Nora came in with the coffee. “What's worrying you now, son?” she asked.

“Things,” I said, “riddles, lies, and I'm too old and too tired for them to be any fun. Let's go back to San Francisco.”

“Before New Year's?”

“Tomorrow, today.”

“I'm willing.” She gave me a cup. “We can fly back, if you want, and be there for New Year's Eve.”

Dorothy said tremulously: “I didn't lie to you, Nick. I told you everything 1— Please, please don't be mad with me. I'm so—” She stopped talking to sob.

I rubbed Asta's head and groaned.

Nora said: “We're all worn out and jumpy. Let's send the pup downstairs for the night and turn in and do our talking after we've had some rest. Come on, Dorothy, I'll bring your coffee into the bedroom and give you some night-clothes.”

Dorothy got up, said, “Good-night,” to me, “I'm sorry I'm so silly,” and followed Nora out.

When Nora returned she sat down on the floor beside me. “Our Dorry does her share of weeping and whining,” she said. “Admitting life's not too pleasant for her just now, still . . .” She yawned. “What was her fearsome secret?”

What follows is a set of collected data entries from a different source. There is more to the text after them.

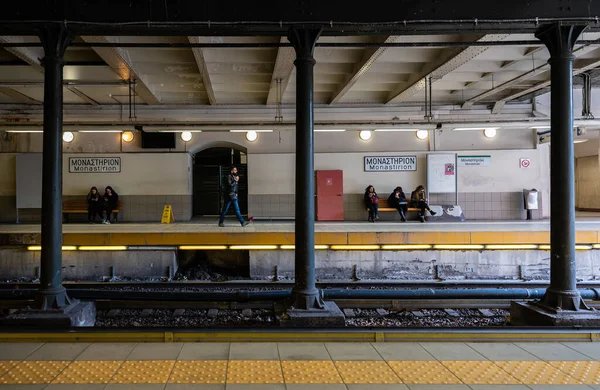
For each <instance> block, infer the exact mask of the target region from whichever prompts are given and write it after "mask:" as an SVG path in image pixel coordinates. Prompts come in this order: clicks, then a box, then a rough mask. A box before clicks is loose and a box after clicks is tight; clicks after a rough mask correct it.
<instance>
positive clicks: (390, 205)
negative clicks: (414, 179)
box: [388, 191, 407, 208]
mask: <svg viewBox="0 0 600 390" xmlns="http://www.w3.org/2000/svg"><path fill="white" fill-rule="evenodd" d="M406 203H407V201H406V195H404V192H400V193H399V194H398V197H397V198H396V191H394V192H392V193H391V194H390V196H389V197H388V205H389V206H390V207H395V208H398V206H400V205H401V204H406Z"/></svg>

I told her what Dorothy had told me. “It sounds like a lot of hooey.”

“Why?”

“Why not? Everything else we've got from them has been hooey.”

Nora yawned again. “That may be good enough for a detective, but it's not convincing enough for me. Listen, why don't we make a list of all the suspects and all the motives and clues, and check them off against—”

“You do it. I'm going to bed. What's a clue, Mamma?”

“It's like when Gilbert tiptoed over to the phone tonight when I was alone in the living-room, and he thought I was asleep, and told the operator not to put through any in-coming calls until morning.”

“Well, well.”

“And,” she said, “it's like Dorothy discovering that she had Aunt Alice's key all the time.”

“Well, well.”

“And it's like Studsy nudging Morelli under the table when he started to tell you about the drunken cousin of—what was it?—Dick O'Brien's that Julia 'Wolf knew.”

I got up and put our cups on a table. “I don't see how any detective can hope to get along without being married to you, but, just the same, you're overdoing it. Studsy nudging Morelli is my idea of something to spend a lot of time not worrying about. I'd rather worry about whether they pushed Sparrow around to keep me from being hurt or to keep me from being told something. I'm sleepy.”

“So am I. Tell me something, Nick. Tell me the truth: when you were wrestling with Mimi, didn't you have an erection?”

“Oh, a little.”

She laughed and got up from the floor. “If you aren't a disgusting old lecher,” she said. “Look, it's daylight.”